One question: Did you try to re-implement hdm in python yourself or did you play around with DoubleML for py ?

Best,

Philipp

timothee-clemessy commented 1 year ago
PhilippBach commented 1 year ago

Thanks @timothee-clemessy for your response.

I think you are right on this... Maybe one thing to add on this:

In general, it should be possible to use the rlasso() learner inside DoubleML. Of course, the algorithm would be a bit different than the double selection lasso algorithm, but I believe the difference will rather be small.

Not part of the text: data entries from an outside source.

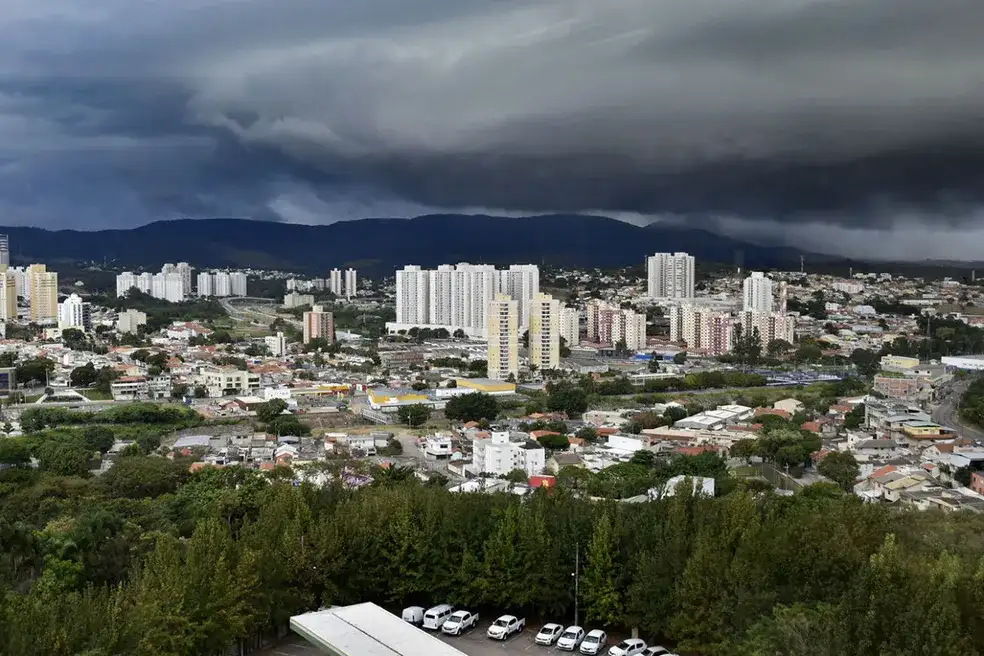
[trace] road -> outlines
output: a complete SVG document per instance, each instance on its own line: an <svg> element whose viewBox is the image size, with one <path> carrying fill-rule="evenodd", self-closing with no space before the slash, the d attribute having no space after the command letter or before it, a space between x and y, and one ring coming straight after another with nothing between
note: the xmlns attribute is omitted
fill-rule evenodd
<svg viewBox="0 0 984 656"><path fill-rule="evenodd" d="M933 421L942 426L957 429L966 438L984 441L984 430L971 426L960 419L957 406L960 403L960 397L967 391L968 385L970 385L970 381L960 380L940 390L941 402L933 410Z"/></svg>

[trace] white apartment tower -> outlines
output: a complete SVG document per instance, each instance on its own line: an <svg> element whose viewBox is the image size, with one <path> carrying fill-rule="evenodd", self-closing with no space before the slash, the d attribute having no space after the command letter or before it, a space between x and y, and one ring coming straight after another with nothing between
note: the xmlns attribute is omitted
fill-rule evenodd
<svg viewBox="0 0 984 656"><path fill-rule="evenodd" d="M358 273L355 269L345 270L345 298L355 298L359 291Z"/></svg>
<svg viewBox="0 0 984 656"><path fill-rule="evenodd" d="M229 293L231 296L246 296L246 274L233 271L229 274Z"/></svg>
<svg viewBox="0 0 984 656"><path fill-rule="evenodd" d="M396 323L423 325L428 317L428 271L408 265L396 272Z"/></svg>
<svg viewBox="0 0 984 656"><path fill-rule="evenodd" d="M488 375L492 380L519 376L519 304L498 294L488 309Z"/></svg>
<svg viewBox="0 0 984 656"><path fill-rule="evenodd" d="M650 298L693 298L694 258L687 253L656 253L646 260Z"/></svg>
<svg viewBox="0 0 984 656"><path fill-rule="evenodd" d="M519 325L530 325L529 304L540 293L540 268L535 264L513 264L499 272L498 291L508 294L519 307Z"/></svg>
<svg viewBox="0 0 984 656"><path fill-rule="evenodd" d="M723 355L731 350L733 325L727 313L692 304L670 308L670 341L685 342L687 348L708 355Z"/></svg>
<svg viewBox="0 0 984 656"><path fill-rule="evenodd" d="M92 330L92 306L82 300L78 294L71 294L58 306L58 327L78 328L89 332Z"/></svg>
<svg viewBox="0 0 984 656"><path fill-rule="evenodd" d="M0 321L17 319L17 277L11 271L0 272Z"/></svg>
<svg viewBox="0 0 984 656"><path fill-rule="evenodd" d="M745 312L772 312L772 281L761 271L753 271L742 283Z"/></svg>
<svg viewBox="0 0 984 656"><path fill-rule="evenodd" d="M328 291L336 298L342 297L342 270L332 269L328 272Z"/></svg>
<svg viewBox="0 0 984 656"><path fill-rule="evenodd" d="M581 313L577 308L560 309L560 336L567 346L577 346L581 341Z"/></svg>
<svg viewBox="0 0 984 656"><path fill-rule="evenodd" d="M232 296L232 280L226 271L218 271L212 276L212 294L215 296Z"/></svg>
<svg viewBox="0 0 984 656"><path fill-rule="evenodd" d="M549 294L530 299L529 360L537 370L560 367L560 301Z"/></svg>
<svg viewBox="0 0 984 656"><path fill-rule="evenodd" d="M315 305L310 312L304 313L304 343L312 339L323 339L329 344L335 342L335 316L325 312L324 307Z"/></svg>
<svg viewBox="0 0 984 656"><path fill-rule="evenodd" d="M58 274L43 264L28 267L31 290L31 321L54 323L58 320Z"/></svg>
<svg viewBox="0 0 984 656"><path fill-rule="evenodd" d="M201 297L215 296L215 290L212 288L212 274L207 271L198 274L198 295Z"/></svg>
<svg viewBox="0 0 984 656"><path fill-rule="evenodd" d="M174 271L181 276L181 293L185 297L191 296L191 265L187 262L178 262Z"/></svg>
<svg viewBox="0 0 984 656"><path fill-rule="evenodd" d="M184 300L184 281L180 273L158 273L151 280L150 295L154 298L180 303Z"/></svg>
<svg viewBox="0 0 984 656"><path fill-rule="evenodd" d="M742 312L738 321L745 335L758 330L763 351L773 340L781 339L792 344L796 337L796 319L778 312Z"/></svg>

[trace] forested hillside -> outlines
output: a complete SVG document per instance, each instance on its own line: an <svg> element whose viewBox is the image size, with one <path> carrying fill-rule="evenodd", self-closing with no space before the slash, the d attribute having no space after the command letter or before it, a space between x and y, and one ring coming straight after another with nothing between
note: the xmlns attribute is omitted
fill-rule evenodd
<svg viewBox="0 0 984 656"><path fill-rule="evenodd" d="M643 504L565 490L359 491L124 457L112 476L0 471L0 654L220 654L371 600L638 626L701 654L984 653L984 518L830 486ZM156 495L156 496L149 496Z"/></svg>

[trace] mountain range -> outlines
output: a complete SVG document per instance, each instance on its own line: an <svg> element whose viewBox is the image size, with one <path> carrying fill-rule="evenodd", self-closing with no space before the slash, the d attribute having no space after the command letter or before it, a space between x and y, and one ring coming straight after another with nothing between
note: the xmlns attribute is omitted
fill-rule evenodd
<svg viewBox="0 0 984 656"><path fill-rule="evenodd" d="M747 267L798 267L800 251L758 246L687 227L639 227L599 216L544 215L507 218L434 214L413 219L363 219L330 225L296 225L248 219L159 221L128 230L0 228L12 260L107 262L120 267L195 267L296 270L322 275L355 267L385 275L406 264L433 267L456 262L536 263L577 267L641 265L655 252L683 251L704 262ZM815 264L846 260L807 254Z"/></svg>

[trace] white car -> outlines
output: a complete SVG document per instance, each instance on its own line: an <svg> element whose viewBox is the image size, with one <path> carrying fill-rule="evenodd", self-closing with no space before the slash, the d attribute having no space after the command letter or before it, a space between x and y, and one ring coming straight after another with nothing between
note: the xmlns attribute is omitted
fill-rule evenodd
<svg viewBox="0 0 984 656"><path fill-rule="evenodd" d="M581 653L589 656L600 654L606 642L608 642L608 634L601 629L588 631L588 635L581 641Z"/></svg>
<svg viewBox="0 0 984 656"><path fill-rule="evenodd" d="M468 610L456 610L451 613L451 617L444 620L441 625L441 633L448 635L461 635L466 629L473 629L478 623L478 613Z"/></svg>
<svg viewBox="0 0 984 656"><path fill-rule="evenodd" d="M553 643L557 642L557 638L560 637L561 631L564 630L559 624L545 624L540 632L536 634L536 639L534 642L538 645L544 645L549 647Z"/></svg>
<svg viewBox="0 0 984 656"><path fill-rule="evenodd" d="M646 649L646 641L627 638L608 650L608 656L636 656Z"/></svg>
<svg viewBox="0 0 984 656"><path fill-rule="evenodd" d="M579 626L569 626L557 638L557 649L574 651L582 640L584 640L584 629Z"/></svg>

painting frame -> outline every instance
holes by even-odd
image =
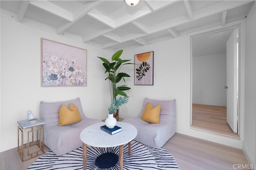
[[[154,85],[154,51],[134,55],[134,85]]]
[[[41,87],[87,86],[87,50],[41,38]]]

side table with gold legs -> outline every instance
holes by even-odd
[[[39,119],[36,119],[36,122],[32,124],[30,123],[28,119],[17,121],[18,124],[18,151],[23,162],[44,153],[43,125],[45,124],[45,122]],[[26,131],[27,133],[27,139],[26,143],[24,143],[24,133]],[[35,141],[34,140],[34,132],[36,132],[36,140]],[[21,135],[21,146],[20,146],[20,133]],[[30,153],[30,148],[32,150],[31,147],[35,145],[37,145],[37,149],[35,151]],[[26,150],[25,149],[26,148]],[[33,148],[33,150],[34,150],[35,149]]]

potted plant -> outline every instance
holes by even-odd
[[[126,64],[134,64],[134,63],[128,63],[131,60],[122,60],[121,59],[120,56],[121,56],[123,50],[120,50],[116,52],[112,56],[111,62],[109,61],[107,59],[104,58],[97,57],[103,62],[102,64],[106,69],[105,73],[108,73],[108,76],[105,80],[108,80],[109,81],[112,104],[114,104],[114,101],[116,101],[116,96],[118,95],[125,97],[128,97],[127,94],[124,91],[128,90],[131,88],[125,84],[117,86],[117,84],[122,80],[125,83],[126,82],[124,78],[130,77],[127,73],[120,71],[122,66]],[[116,111],[114,113],[114,117],[116,117],[118,121],[118,111],[119,107]]]
[[[114,113],[119,109],[120,106],[127,103],[128,98],[129,97],[120,97],[116,100],[114,99],[112,100],[110,106],[108,109],[108,118],[105,121],[106,125],[109,128],[113,128],[116,124],[117,120],[114,117]]]

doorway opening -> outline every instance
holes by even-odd
[[[238,28],[191,37],[190,127],[240,139]]]

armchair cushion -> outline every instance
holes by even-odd
[[[58,126],[72,125],[82,120],[78,109],[73,103],[70,104],[69,108],[62,104],[60,109],[59,116]]]
[[[148,102],[141,116],[141,119],[151,123],[159,123],[160,110],[160,104],[154,107],[150,102]]]
[[[141,119],[148,102],[154,107],[161,104],[159,123],[150,123]],[[175,133],[176,100],[160,100],[146,98],[139,115],[125,119],[122,121],[130,123],[137,129],[138,134],[134,140],[149,147],[160,148]]]

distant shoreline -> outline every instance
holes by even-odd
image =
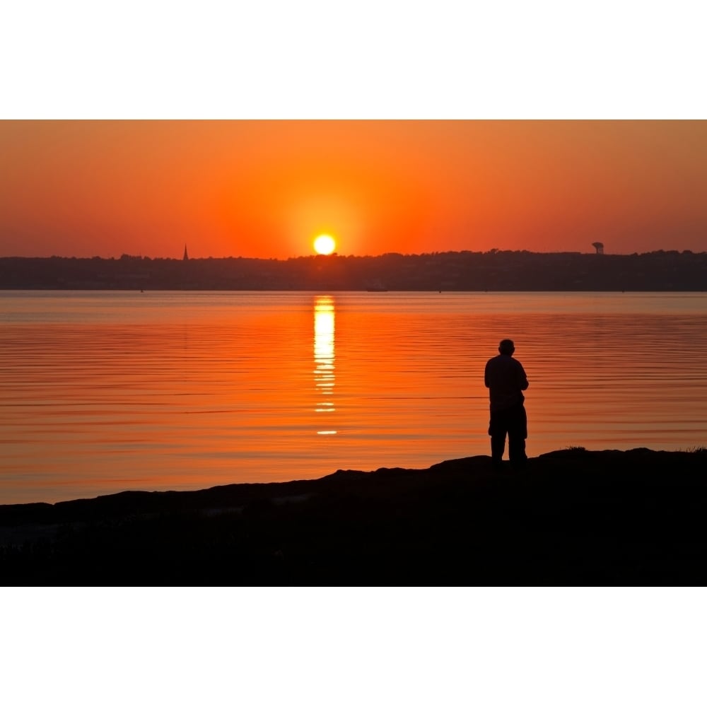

The missing piece here is the integration of rlasso() as a learner in the mlr3extralearners package: https://mlr3extralearners.mlr-org.com/ ,... This is something, we have had on our list since we started DoubleML but unfortunately didn't implement. It should be feasible with manageable effort , I guess. Using rlasso() would then make it possible to estimate the causal parameter without sample splitting (because of the its theoretical properties)

As I think, there is nothing left to be done in the package, I'll close this issue.